There's a good chance you have heard of the open-source AutoML tool TPOT, aka your data science assistant. In any event, exploring AutoML and the knobs of machine learning optimization can make more sense when those knobs are visible and easily adjustable. In this article, we will implement a version of the TPOT example as a Streamlit app.

If you don't know about Streamlit, this is the 30,000-foot overview:

Streamlit turns data scripts into shareable web apps in minutes. All in Python. All for free. No front‑end experience required.**

Overview

Along with getting a quick intro on implementing Streamlit projects, you will end up with a sandbox web app allowing for pipeline optimization experiments with TPOT using a pair of well-known datasets. With a few modifications, you should also be able to get the sandbox running with other datasets and expand the functionality to include more knobs as well. In a nutshell, we are creating a script to automate the optimization of preprocessing and modeling — including a limited number of preprocessing transformations as well as algorithm selection — of a classification task on the iris and digits datasets. Sure, boring datasets, but using well-known data to set the app up isn't a bad idea.

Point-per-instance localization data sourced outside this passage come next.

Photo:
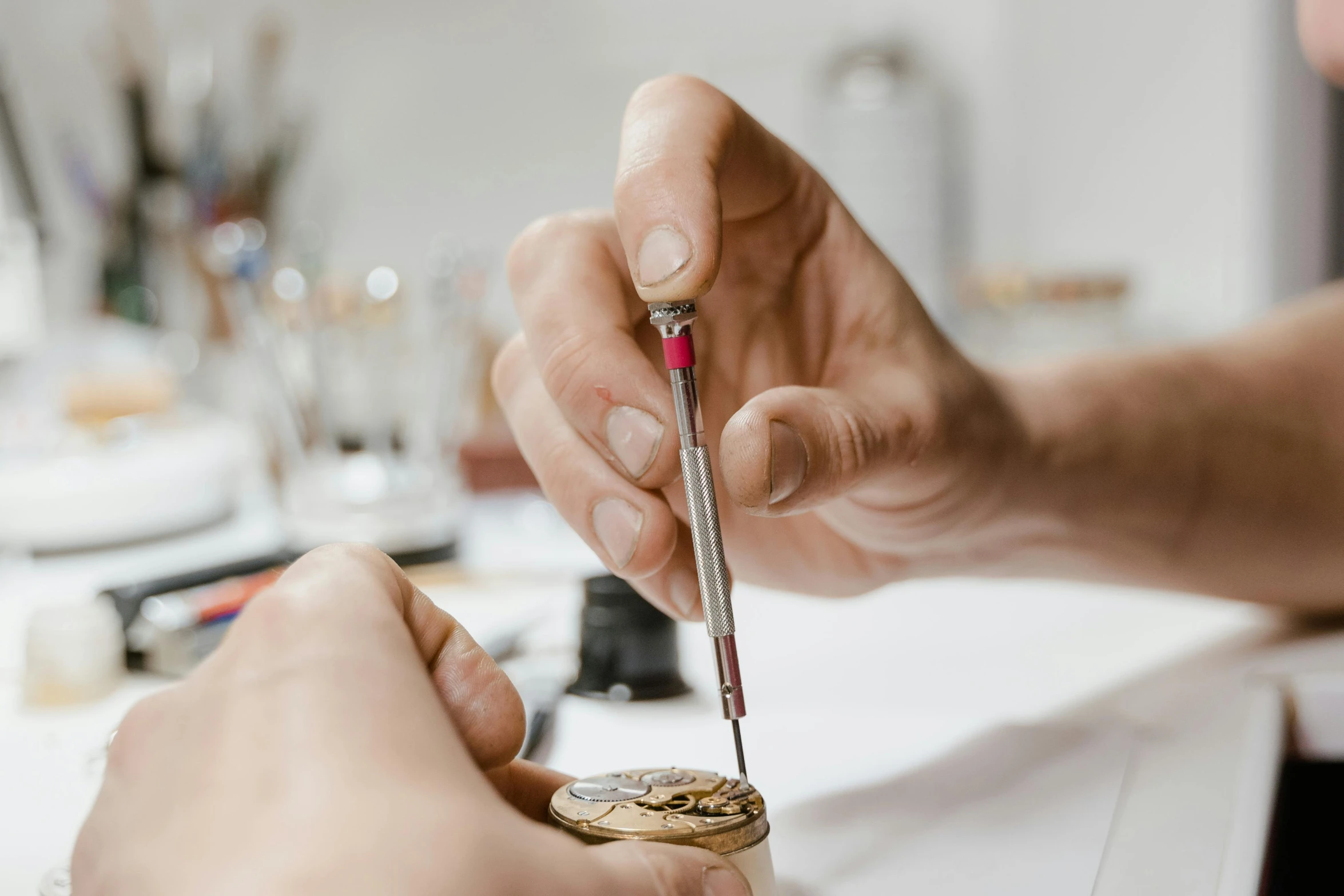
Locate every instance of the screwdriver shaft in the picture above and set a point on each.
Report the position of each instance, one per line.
(674, 323)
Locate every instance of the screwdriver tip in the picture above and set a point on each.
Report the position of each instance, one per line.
(737, 742)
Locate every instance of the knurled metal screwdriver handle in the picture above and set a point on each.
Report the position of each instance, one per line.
(674, 324)
(707, 541)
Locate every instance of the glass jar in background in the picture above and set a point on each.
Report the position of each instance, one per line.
(365, 385)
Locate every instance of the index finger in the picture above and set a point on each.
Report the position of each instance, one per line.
(690, 160)
(354, 601)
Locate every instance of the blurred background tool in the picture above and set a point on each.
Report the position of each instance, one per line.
(627, 645)
(674, 324)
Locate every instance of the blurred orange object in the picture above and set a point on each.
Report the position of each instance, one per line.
(491, 463)
(96, 397)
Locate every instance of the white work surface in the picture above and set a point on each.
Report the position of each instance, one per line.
(902, 739)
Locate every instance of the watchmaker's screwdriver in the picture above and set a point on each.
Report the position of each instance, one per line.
(674, 323)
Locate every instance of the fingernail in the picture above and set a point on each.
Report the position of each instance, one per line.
(617, 525)
(663, 253)
(686, 593)
(788, 461)
(634, 437)
(721, 882)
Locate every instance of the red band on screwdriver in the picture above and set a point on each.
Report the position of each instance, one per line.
(679, 351)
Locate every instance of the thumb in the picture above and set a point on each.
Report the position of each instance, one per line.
(792, 448)
(635, 868)
(690, 160)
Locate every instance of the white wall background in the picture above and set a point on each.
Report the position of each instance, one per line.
(1136, 135)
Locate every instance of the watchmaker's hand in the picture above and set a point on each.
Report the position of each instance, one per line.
(855, 443)
(344, 739)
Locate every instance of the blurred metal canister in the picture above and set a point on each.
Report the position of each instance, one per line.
(884, 148)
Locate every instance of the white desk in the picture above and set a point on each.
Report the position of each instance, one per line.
(933, 672)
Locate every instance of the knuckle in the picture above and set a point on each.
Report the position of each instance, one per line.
(507, 367)
(343, 554)
(853, 443)
(566, 371)
(536, 245)
(139, 727)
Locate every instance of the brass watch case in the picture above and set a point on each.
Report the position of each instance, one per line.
(709, 810)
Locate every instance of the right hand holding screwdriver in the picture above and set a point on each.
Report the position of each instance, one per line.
(854, 444)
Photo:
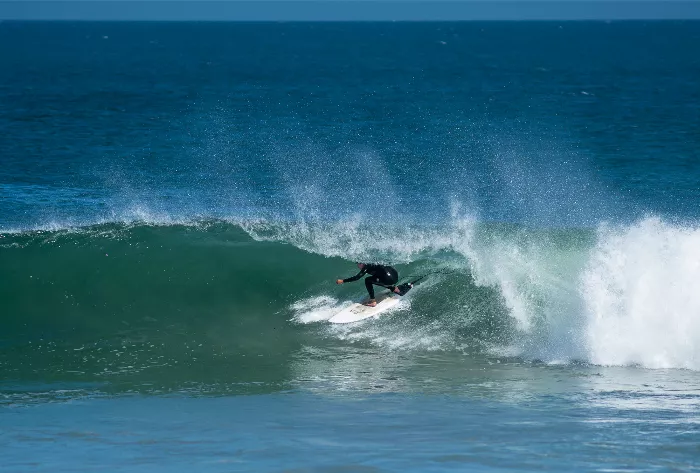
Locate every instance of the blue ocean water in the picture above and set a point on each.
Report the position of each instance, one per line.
(177, 199)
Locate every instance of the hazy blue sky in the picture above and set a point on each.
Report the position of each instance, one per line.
(348, 10)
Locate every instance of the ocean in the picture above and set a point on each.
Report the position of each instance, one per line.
(178, 199)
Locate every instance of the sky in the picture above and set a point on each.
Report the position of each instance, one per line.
(347, 10)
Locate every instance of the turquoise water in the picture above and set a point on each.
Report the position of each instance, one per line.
(177, 200)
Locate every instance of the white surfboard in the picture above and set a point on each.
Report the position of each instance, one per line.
(357, 311)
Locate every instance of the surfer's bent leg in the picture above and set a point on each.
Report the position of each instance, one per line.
(369, 284)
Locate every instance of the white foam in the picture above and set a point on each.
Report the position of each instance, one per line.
(642, 294)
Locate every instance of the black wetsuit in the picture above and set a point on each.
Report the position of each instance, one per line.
(379, 275)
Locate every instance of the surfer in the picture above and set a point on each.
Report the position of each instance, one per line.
(379, 275)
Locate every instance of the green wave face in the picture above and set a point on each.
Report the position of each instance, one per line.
(240, 307)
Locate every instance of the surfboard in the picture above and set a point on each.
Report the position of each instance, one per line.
(357, 311)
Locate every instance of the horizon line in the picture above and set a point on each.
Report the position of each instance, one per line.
(349, 11)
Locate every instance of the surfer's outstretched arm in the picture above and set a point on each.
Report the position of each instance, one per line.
(354, 278)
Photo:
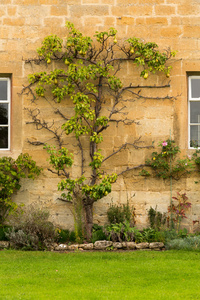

Some points of note about what this optimization process entails, beyond the above, include:

Cross-validation for model evaluation Iterating on the modeling more than once (due to the use of genetic algorithms internally for TPOT) — likely not useful on such a small dataset, but possibly will be as we progress Comparing resulting pipelines on these multiple iterations — are they all the same? Did you know TPOT now uses PyTorch under the hood to build neural networks for prediction? That last point won't factor into what we're doing today, but keep it in mind for future adventures.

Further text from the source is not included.